While I am certain that news of the U.S. government renouncing these agreements would be greeted joyfully in the boardrooms of Delta, United and American; and that news of a request for re-negotiation or even consultation would be most welcome; I think the real goal is to influence the FAA Reauthorization legislation that will be considered by Congress this year (there is a deadline of 30 September to reauthorize the agency, including the taxes and fees that fund it and the aviation system in this country). U.S. airlines have pointed out, with some reason to be fair, that the current system of a dozen and a half taxes and fees that fund the system is not terribly efficient, is more costly than it needs to be, and should be modernized. And if the system were modernized, we could have a more efficient system that would cost the airlines less. As a secondary strategy, I also believe U.S. airlines are using this campaign as a way of explaining why they could never offer service as pleasant and luxurious as the Gulf carriers – it simply costs too much. The message here is that such service is simply not possible in a fair and open economic environment.

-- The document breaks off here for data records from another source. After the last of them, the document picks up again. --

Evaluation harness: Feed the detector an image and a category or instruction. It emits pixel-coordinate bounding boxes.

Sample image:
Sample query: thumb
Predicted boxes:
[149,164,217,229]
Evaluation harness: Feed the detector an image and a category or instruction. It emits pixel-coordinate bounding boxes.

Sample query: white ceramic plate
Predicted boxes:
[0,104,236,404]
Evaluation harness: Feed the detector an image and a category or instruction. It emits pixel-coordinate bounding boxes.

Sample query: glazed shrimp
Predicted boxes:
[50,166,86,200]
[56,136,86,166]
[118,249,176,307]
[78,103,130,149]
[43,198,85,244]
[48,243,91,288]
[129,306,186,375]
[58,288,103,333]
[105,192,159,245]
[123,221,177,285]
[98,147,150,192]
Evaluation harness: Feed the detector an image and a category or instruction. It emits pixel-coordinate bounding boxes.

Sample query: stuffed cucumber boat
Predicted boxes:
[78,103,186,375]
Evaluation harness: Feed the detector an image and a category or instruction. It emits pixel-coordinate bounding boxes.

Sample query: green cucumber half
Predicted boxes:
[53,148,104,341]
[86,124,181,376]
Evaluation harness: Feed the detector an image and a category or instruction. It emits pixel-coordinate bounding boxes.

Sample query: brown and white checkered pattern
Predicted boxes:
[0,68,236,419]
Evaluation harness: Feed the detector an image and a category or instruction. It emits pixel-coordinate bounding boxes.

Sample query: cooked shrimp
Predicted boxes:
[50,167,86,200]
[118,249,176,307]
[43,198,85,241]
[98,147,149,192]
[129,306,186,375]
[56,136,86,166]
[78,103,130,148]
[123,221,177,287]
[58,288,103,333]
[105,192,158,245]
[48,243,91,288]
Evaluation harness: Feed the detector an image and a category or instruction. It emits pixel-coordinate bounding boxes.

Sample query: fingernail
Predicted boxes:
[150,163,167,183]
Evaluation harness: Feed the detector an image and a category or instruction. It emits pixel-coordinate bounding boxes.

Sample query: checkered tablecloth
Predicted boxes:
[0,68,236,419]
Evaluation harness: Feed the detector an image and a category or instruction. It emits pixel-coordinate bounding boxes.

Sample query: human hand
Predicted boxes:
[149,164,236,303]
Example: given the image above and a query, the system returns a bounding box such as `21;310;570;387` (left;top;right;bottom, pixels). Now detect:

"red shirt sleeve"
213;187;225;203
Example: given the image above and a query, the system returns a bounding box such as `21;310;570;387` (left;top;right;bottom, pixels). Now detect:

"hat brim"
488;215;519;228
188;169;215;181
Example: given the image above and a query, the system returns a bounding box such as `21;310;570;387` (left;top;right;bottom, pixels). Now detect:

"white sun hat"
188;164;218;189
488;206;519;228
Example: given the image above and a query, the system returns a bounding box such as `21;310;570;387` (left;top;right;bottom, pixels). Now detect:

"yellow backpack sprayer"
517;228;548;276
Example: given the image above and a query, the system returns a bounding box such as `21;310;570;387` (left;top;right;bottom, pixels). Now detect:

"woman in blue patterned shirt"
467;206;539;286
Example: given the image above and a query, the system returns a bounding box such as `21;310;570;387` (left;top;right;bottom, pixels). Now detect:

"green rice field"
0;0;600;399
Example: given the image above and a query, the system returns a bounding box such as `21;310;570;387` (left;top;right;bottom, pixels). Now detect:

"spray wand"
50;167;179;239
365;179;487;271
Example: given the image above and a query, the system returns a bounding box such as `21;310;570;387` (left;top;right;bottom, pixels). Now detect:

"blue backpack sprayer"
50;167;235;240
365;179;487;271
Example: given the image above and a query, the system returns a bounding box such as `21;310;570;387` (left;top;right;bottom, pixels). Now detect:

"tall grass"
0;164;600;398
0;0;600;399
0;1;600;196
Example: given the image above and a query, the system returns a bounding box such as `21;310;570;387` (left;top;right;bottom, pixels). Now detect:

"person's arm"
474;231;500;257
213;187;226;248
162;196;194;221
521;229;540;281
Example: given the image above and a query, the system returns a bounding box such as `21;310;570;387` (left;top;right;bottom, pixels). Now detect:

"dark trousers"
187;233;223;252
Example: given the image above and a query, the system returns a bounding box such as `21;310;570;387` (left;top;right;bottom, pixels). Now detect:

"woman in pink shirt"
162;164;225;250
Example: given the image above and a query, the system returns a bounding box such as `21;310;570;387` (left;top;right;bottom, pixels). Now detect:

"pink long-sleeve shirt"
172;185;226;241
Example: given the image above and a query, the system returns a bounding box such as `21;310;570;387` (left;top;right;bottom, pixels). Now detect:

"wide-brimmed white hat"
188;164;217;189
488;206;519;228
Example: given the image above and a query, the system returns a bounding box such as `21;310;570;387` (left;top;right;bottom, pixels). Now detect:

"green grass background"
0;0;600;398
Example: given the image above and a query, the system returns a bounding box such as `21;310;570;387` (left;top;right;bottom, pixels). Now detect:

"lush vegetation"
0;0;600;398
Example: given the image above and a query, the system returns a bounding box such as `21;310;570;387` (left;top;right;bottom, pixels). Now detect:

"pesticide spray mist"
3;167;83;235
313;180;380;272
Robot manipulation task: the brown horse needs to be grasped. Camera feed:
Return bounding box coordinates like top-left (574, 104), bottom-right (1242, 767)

Still, in my mind, the main element of their strategy is to influence the debate over the FAA authorization legislation and to gain sympathy for the argument that U.S. government policy leaves U.S. airlines at a competitive disadvantage in the world, and that our policies and laws must change. The strategy is largely about obtaining a more favorable regime of aviation taxes and fees (as is the U.S. airline strategy toward the future of the air traffic control system in this country, but that is a subject for another time).
Is US Open Skies Policy in Danger?
As written earlier, the deadline for this legislation is 30 September of 2015. But it is important to recall that last time around the law was finally reauthorized four and a half years after the initial deadline, and after 23 temporary extensions. My somewhat educated guess is that we will need an extension or two before a final law is passed, quite likely lasting well into 2016. So be prepared for more white papers, television commercials, overheated rhetoric and political pressure on the issue of U.S. open skies policy. By the time the law is fully reauthorized, we will have had our fill of all that. The airlines either will, or will not, get some traction on their taxes and fees argument (I predict they will get some traction but not as much as they would like). They may or may not get something in the legislation calling for consultations or re-negotiation with Qatar and the UAE "I predict consultations. Already the U.S. Departments of Transportation, State and Commerce have opened a file on the matter and requested industry and public comment".
But U.S. open skies policy will remain intact.